Soy madre. Soy maestra.

Por: Nataly Granda, maestra Jardín Pelusa.

Cuando elegí la profesión docente estaba completamente segura de que esto era lo que deseaba, pues creo firmemente que en la fortuna de quienes trabajan con niños, por su espíritu noble, vital, auténtico, su capacidad de asombro sin prejuicios, reflejando la esencia pura e inocente de la humanidad. Deseaba entonces tocar la vida de muchas personas compartiendo conocimientos y valores.  Así mismo, desde muy pequeña, tenía como uno de los sueños para mi vida ser madre, así que cuidaba con esmero a mis muñecas, ocupándome porque estuvieran bien. Este sentido maternal fue cultivándose y a los 25 años sentí que era el momento indicado para hacer realidad el sueño de dar vida. Hoy, lo vivo plenamente y me siento orgullosa, porque acompaño en cada momento a mis hijas y me ocupo de su bienestar.
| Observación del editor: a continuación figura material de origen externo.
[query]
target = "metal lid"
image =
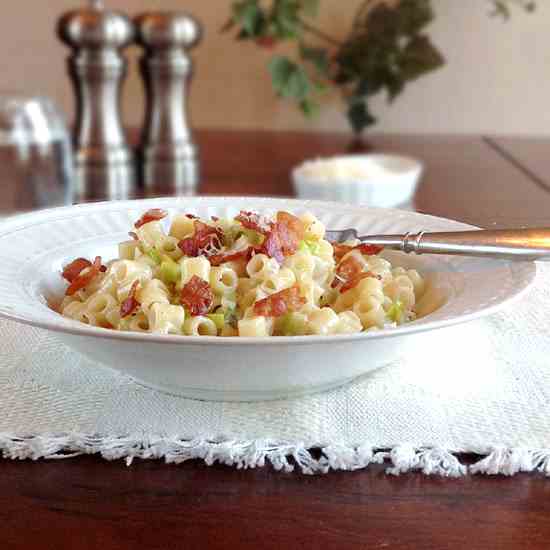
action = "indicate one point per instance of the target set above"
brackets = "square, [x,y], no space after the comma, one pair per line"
[164,30]
[96,28]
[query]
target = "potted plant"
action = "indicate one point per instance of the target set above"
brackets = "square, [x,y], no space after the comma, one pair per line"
[386,48]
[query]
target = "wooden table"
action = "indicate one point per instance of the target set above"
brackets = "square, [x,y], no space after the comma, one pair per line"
[87,503]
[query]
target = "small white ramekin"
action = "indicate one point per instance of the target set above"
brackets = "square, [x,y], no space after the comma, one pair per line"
[390,180]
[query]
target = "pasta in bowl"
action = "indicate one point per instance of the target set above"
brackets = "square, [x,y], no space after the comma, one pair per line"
[246,276]
[303,351]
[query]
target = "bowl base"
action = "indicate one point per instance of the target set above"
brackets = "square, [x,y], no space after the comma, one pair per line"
[251,396]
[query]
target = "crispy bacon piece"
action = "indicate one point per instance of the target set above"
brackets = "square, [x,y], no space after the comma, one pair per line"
[130,305]
[251,220]
[352,283]
[218,259]
[280,303]
[206,240]
[340,250]
[197,296]
[284,237]
[84,279]
[152,215]
[347,270]
[72,271]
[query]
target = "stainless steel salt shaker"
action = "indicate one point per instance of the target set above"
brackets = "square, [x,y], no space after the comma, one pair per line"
[105,162]
[168,155]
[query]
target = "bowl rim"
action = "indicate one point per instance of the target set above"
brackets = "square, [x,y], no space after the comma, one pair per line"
[416,167]
[75,328]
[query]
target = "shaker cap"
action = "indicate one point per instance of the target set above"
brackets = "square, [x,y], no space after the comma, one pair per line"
[96,28]
[164,29]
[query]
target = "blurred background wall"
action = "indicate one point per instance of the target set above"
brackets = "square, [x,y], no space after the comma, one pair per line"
[496,81]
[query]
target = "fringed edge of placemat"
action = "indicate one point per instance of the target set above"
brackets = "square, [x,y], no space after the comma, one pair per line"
[283,456]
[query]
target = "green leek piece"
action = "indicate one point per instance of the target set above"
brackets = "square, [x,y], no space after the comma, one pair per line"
[170,271]
[253,237]
[154,254]
[218,318]
[395,311]
[292,324]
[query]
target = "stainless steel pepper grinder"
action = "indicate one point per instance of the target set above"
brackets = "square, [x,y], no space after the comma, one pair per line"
[105,164]
[168,156]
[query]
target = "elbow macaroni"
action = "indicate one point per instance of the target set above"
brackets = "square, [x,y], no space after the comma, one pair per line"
[152,271]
Al iniciar la carrera universitaria, cada día, con cada tema recibido, se me llenaba el alma de esas ganas de cambiar el mundo para los niños; fui adquiriendo conocimientos para planear proyectos que atendieran necesidades, estrategias para motivar, ambientar enseñando de manera dinámica, pero sobre todo, iba cultivando cada día la vocación por ser maestra. Llegó entonces mi hija Violeta, quien cambió mi vida y la manera de ver el mundo. Me ayudó a ver mi profesión con más amor. Ella, además de ser mi primera hija, también se convirtió en mi primera estudiante y fue una excelente modelo para practicar los conocimientos adquiridos en la literatura, aplicando conceptos de algunas teorías que le permitieran ser una niña que disfruta descubriendo el mundo. Ahora veo lo frutos de ello, porque me enfoqué en acompañarla en cada etapa, desde sus virtudes y habilidades, aplicando solo lo necesario y reconociendo sus intereses.

El ser madre me ha sido de gran ayuda en mi rol como maestra, para lograr un acercamiento cuidadoso, afectuoso, delicado, ver a los niños con más detenimiento, investigar herramientas necesarias para atenderlos, tal como lo he hecho con mis hijas, procurando darles un acompañamiento de calidad. Esta experiencia también me ha ayudado a comprender su dolor, alegrías, emociones, entender a las familias en las diferentes situaciones que se puedan presentar, compartir estrategias que como madre me han sido de gran ayuda. Esto no quiere decir que maestras que no tengan hijos, no puedan sentir o acercarse de igual manera, puesto que para nuestra profesión docente las experiencias, el conocimiento y la vocación son fundamentales.

Ahora bien, en ambos roles – madre y maestra- eventualmente se presentan dificultades, obstáculos y miedos que debo afrontar y tratar de encontrar estrategias que me permitan resolverlas y mantenerme siempre fuerte. La limitación de tiempo es uno de ellos, porque atender las ocupaciones y compromisos como maestra hacen que el tiempo disponible para mis hijas sea mínimo.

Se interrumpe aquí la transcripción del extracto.